Seconda segnalazione, per gli appassionati di rapporti fra fede e cultura: di Michel Paul Gallagher SJ e Gabriele Palasciano: Credere e non credere - La fragilità della fede nel mondo di oggi (EDB, 2017). Si tratta di un testo molto complesso che ripercorre, con profondità e attenzione dialogica, le vicende degli ateismi nel mondo contemporaneo, facendone una sintesi dal punto di vista culturale e teologico, senza trascurarne la prospettiva pastorale. Anche qui, una sintesi sarebbe molto  difficile, tale è la vastità degli approcci; mi limito a segnalare due capitoli che ho trovato, fra gli altri, di grande qualità: il primo, Per una teologia dell’ateismo – L’elaborazione di Karl Rahner e di Joseph Ratzinger è – a mio giudizio – una magnifica sintesi del pensiero in materia dei due grandi teologi (che mi sono particolarmente cari), assai sensibili al tema della fede non mondo d’oggi, cui hanno dedicato pagine indimenticabili; il secondo, Per una pastorale rinnovata, disegna, seguendo il pensiero del teologo americano James Fowler, una traccia di storia della sensibilità religiosa nella psicologia dell’uomo contemporaneo, associabile, più in generale, alla storia della cultura a proposito del suo rapporto con la fede.

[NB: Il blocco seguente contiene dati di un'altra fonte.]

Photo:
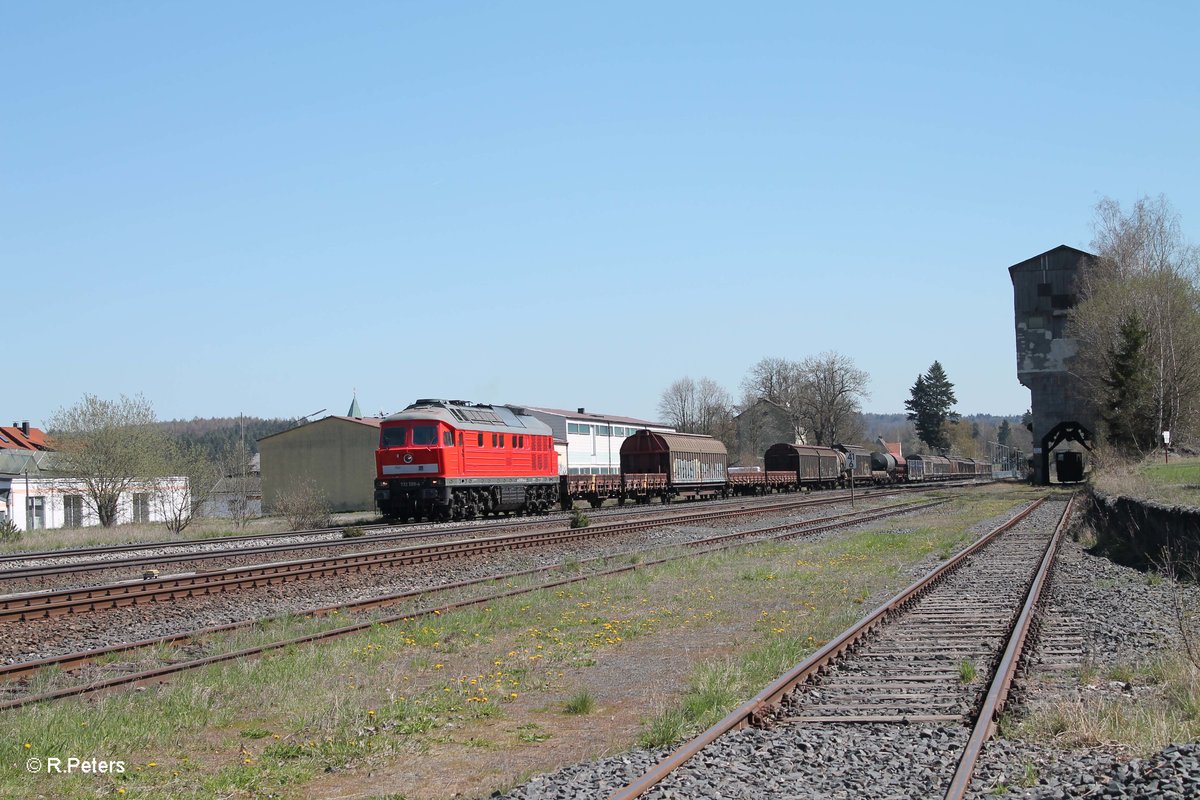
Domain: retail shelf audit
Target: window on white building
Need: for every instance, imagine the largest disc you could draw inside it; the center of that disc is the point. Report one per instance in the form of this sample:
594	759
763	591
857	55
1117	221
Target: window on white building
35	512
72	511
141	507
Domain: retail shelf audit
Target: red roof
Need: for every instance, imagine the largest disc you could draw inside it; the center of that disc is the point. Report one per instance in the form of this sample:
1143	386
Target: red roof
373	421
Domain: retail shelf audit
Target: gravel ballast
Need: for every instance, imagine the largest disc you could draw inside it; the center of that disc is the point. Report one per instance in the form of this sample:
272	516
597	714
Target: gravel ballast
1125	618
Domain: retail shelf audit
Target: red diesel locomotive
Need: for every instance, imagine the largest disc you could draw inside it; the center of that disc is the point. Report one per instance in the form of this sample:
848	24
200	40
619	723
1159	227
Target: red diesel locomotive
451	459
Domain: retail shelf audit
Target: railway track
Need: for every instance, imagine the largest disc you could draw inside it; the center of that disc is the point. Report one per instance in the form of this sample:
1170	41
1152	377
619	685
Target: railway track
153	588
699	547
34	564
935	663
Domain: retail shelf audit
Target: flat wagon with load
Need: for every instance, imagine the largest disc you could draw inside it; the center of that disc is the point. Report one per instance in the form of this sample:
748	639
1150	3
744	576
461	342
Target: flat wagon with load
672	465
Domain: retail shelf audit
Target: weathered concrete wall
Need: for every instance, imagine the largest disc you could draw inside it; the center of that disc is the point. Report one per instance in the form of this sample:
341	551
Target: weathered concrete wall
1135	531
335	455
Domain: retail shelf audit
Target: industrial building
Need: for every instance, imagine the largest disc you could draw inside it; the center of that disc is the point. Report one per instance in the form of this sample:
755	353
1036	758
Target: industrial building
1044	292
334	455
589	444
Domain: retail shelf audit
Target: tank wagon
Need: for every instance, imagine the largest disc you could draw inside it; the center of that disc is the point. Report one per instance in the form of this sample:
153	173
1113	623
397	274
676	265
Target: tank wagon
888	468
451	459
803	467
922	468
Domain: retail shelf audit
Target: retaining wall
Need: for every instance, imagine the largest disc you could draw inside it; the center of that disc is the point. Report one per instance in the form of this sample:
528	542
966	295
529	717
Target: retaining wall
1135	531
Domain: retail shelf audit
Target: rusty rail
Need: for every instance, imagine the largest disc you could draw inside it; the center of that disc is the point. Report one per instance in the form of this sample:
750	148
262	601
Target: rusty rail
997	695
771	696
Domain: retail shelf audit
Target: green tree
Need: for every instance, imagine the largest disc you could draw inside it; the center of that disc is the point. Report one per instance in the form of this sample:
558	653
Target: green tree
1144	268
1129	409
929	408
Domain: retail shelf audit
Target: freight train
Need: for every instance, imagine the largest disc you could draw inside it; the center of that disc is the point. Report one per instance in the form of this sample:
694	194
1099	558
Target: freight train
451	459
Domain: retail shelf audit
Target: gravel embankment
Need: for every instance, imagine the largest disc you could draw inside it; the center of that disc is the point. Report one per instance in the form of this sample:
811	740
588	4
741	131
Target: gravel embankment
1125	618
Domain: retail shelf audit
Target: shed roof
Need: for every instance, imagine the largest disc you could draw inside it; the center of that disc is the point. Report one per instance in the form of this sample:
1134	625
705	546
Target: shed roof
598	417
12	438
675	443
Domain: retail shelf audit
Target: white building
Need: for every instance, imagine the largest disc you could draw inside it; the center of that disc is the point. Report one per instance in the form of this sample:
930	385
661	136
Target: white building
34	498
589	444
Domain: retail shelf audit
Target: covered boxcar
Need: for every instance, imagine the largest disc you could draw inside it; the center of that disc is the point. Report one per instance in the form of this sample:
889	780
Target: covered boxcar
888	468
858	463
809	467
672	465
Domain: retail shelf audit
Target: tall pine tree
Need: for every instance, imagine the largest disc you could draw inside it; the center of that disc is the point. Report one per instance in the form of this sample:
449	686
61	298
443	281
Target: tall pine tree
933	396
1129	413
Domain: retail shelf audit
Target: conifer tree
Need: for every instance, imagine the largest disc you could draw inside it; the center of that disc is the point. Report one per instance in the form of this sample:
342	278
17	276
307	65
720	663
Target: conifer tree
933	396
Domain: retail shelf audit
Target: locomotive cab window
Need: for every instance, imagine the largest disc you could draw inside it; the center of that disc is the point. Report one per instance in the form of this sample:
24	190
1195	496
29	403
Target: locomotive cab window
425	434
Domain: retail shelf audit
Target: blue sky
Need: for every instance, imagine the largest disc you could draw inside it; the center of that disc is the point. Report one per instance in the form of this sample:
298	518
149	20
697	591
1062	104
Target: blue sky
258	208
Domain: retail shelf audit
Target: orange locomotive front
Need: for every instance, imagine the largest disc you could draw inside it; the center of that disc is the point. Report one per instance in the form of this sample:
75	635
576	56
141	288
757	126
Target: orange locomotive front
450	459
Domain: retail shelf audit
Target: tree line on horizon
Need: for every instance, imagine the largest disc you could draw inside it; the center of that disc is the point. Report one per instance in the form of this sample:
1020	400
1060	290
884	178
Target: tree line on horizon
823	395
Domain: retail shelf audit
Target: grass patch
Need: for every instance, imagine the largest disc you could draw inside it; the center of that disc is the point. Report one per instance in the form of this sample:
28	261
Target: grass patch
453	683
1170	711
582	702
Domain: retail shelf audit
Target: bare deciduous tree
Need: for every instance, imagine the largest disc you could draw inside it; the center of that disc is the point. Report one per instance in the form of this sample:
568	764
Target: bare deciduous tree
238	483
1145	270
697	407
180	505
775	379
109	446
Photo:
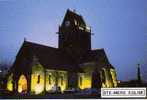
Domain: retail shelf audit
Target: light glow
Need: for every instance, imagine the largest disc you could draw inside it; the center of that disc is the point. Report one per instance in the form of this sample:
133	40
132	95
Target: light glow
86	80
37	88
22	84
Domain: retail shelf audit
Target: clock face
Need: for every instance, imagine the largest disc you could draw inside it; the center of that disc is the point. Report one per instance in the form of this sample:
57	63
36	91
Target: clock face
67	23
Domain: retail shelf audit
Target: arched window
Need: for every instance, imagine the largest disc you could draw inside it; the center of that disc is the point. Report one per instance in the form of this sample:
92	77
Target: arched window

Infine una terza segnalazione destinata ai cultori della libertà (anche) economica (ai quali mi ascrivo senza esitazioni): di Alberto Saravalle e Carlo Stagnaro: Contro il sovranismo economico (Rizzoli, 2020, e-book). Un testo sereno ed argomentato sulle varie forme di statalismo che il mondo ha via via sperimentato senza averne valutato appieno le implicazioni di lungo termine; ma anche un testo inquietante quando si volge ad esplorare cosa c’è dietro l’angolo, soprattutto a valle dell’esperienza pandemica che viviamo  e delle “ricette” che si diffondono  per uscirne dal punto di vista economico.

In margine a questa lettura (che raccomando come analettico respiratorio, assai utile in questi tempi soffocanti) mi viene in mente una considerazione che mi sono trovato a fare con alcuni amici che mi chiedevano la mia opinione sull’ormai noiosa questione della ideale quantità massima e minima di presenza dello stato nell’economia, considerandomi, forse, non certo un ammaccato eroe dei due mondi ma almeno un pellegrino nei due mondi (in fondo i molti anni di lavoro nel mondo delle imprese a controllo pubblico e, poi, nel mondo di quelle super-private, il titolo di “pellegrino nei due mondi” un po' lo giustificano). A mio parere il problema ha cessato di essere (almeno per ora) un problema di politica economica per diventare, appieno, un problema sociologico: con le modalità di selezione della classe politica che ci troviamo, quanto più lo stato viene ristretto alle sue essenziali funzioni (difesa, giustizia, scuola, tassazione, tutela della libertà dei mercati, protezione dei più deboli, etc) tanto più potrà prosperare la nostra stanca società e tanto meglio verrà conservata la libertà.

Orbetello, 8 agosto 2020

 

NB: tre segnalazioni in un solo post….imponevano qualche parola in più delle consuete 750 (circa). Ne domando scusa ai lettori.